Share and learn in the Docker community.

Node becomes unreachable after Agent Update

docker

(Alexagranov) #1

Hi there,

I’ve noticed for a couple of weeks now that a single AWS node launched from Docker Cloud becomes unreachable after a few days of successful uptime. AWS EC2 dashboard shows the instance in a healthy state the entire time.

Today upon inspecting Timeline for the node for the first time, I see this “Node Update (agent)” activity coinciding with when the node becomes unreachable:

Is this a known issue with a possible workaround?

Thank you,
-alex


(Cpmdock) #2

Just had the same thing happen to us. A node went down after an update. Anything for this?


(Stephen Pope) #3

Had the same thing happen to one of our nodes running ubuntu 16.04 LTS, we figured out that it was an incompatible version of the aufs driver and the updated kernel so, installing the extra packages listed here solved it for us.

But the question still remains, shouldn’t the dockercloud-agent daemon take care of this stuff? I thought that was one of the benefits of docker cloud vs just managing my own infrastructure.


(Jonathanparrilla) #4

This just happened to me as well. Unfortunately, this process is not perfect. It updated the agent on two nodes.

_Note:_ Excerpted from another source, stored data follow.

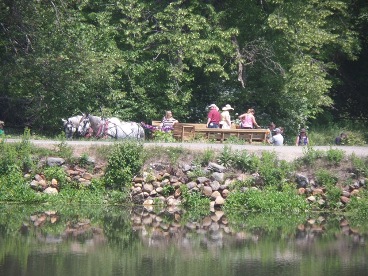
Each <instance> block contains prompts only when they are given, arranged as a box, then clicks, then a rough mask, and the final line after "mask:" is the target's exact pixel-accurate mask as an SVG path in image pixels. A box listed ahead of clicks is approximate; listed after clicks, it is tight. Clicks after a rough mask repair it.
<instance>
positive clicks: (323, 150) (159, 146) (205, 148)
mask: <svg viewBox="0 0 368 276" xmlns="http://www.w3.org/2000/svg"><path fill="white" fill-rule="evenodd" d="M6 141H7V142H10V143H12V142H20V141H21V139H7V140H6ZM30 142H31V143H32V144H33V145H35V146H40V147H46V148H53V147H55V146H56V145H58V144H60V141H55V140H33V139H31V140H30ZM65 143H66V144H67V145H68V146H70V147H72V148H73V151H74V154H75V155H81V154H83V153H85V152H88V149H90V148H94V147H99V146H109V145H113V144H114V143H115V142H114V141H76V140H75V141H65ZM225 146H228V147H231V148H232V149H233V150H239V151H241V150H246V151H247V152H249V153H251V154H253V153H254V154H257V155H261V154H262V152H264V151H267V152H275V153H276V154H277V156H278V158H279V159H280V160H285V161H288V162H291V161H294V160H295V159H297V158H301V157H303V155H304V152H305V148H304V147H297V146H281V147H275V146H271V145H261V144H252V145H249V144H245V145H238V144H220V143H156V142H146V143H144V147H146V148H148V149H149V148H154V147H175V148H185V149H189V150H194V151H204V150H211V149H212V150H216V151H221V150H223V149H224V147H225ZM313 148H314V149H315V150H319V151H327V150H329V149H339V150H342V151H343V152H344V153H345V155H347V156H349V155H351V154H355V155H356V156H358V157H368V146H335V145H333V146H314V147H313Z"/></svg>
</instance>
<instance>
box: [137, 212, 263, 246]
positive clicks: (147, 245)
mask: <svg viewBox="0 0 368 276" xmlns="http://www.w3.org/2000/svg"><path fill="white" fill-rule="evenodd" d="M183 217H184V218H183ZM131 219H132V223H133V225H132V227H133V230H134V231H137V232H138V233H139V237H140V238H141V240H142V241H143V242H144V244H146V245H147V246H150V247H158V248H164V247H167V246H172V245H174V244H175V245H176V246H177V247H179V248H186V249H190V248H191V247H194V246H196V247H198V246H201V247H204V248H213V247H223V246H232V245H233V244H234V243H238V242H242V243H243V242H245V241H249V242H257V241H258V236H257V235H253V234H251V233H248V232H245V231H235V230H234V229H232V228H231V227H230V226H229V225H228V219H227V217H226V216H225V215H224V212H223V211H214V212H212V213H211V214H210V215H208V216H205V217H202V218H200V219H196V220H187V219H186V218H185V212H184V211H183V210H180V209H178V208H175V210H173V209H170V208H169V209H164V210H161V211H156V212H155V211H153V210H152V209H151V208H136V209H134V211H133V212H132V218H131Z"/></svg>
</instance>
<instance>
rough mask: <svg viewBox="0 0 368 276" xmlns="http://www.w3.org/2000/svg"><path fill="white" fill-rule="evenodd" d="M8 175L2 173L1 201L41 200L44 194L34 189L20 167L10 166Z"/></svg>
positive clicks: (34, 200)
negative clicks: (41, 193)
mask: <svg viewBox="0 0 368 276" xmlns="http://www.w3.org/2000/svg"><path fill="white" fill-rule="evenodd" d="M8 169H9V170H8V172H7V174H6V175H0V201H8V202H23V203H26V202H40V201H43V195H41V194H38V193H36V192H35V191H33V190H32V189H31V188H30V187H29V184H28V183H27V182H26V180H25V178H24V177H23V174H22V172H21V170H20V168H19V167H17V166H16V165H13V166H10V167H8Z"/></svg>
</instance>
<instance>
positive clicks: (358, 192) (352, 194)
mask: <svg viewBox="0 0 368 276" xmlns="http://www.w3.org/2000/svg"><path fill="white" fill-rule="evenodd" d="M359 192H360V190H358V189H355V190H352V191H351V193H350V195H351V196H356V195H358V194H359Z"/></svg>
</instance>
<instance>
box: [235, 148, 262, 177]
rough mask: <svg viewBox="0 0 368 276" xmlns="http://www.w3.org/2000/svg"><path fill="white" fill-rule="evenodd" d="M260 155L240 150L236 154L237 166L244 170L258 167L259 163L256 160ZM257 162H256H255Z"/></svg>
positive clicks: (249, 169)
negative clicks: (252, 154)
mask: <svg viewBox="0 0 368 276" xmlns="http://www.w3.org/2000/svg"><path fill="white" fill-rule="evenodd" d="M255 159H258V157H256V156H254V155H251V154H249V153H248V152H247V151H245V150H244V151H239V152H237V154H236V155H235V167H236V168H237V169H239V170H241V171H243V172H246V171H252V170H254V165H255V167H258V165H259V164H258V163H256V162H254V161H255ZM255 163H256V164H255Z"/></svg>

On one of them, it worked just fine, while on the other it was botched and the services on that server stopped working properly.

This resulted in our production environment working at half capacity.

I wonder if Docker will have a fix for this or if we are left to roll the dice every time they do this.

Perhaps we can schedule the agent upgrade so if someone goes wrong we are not caught off guard?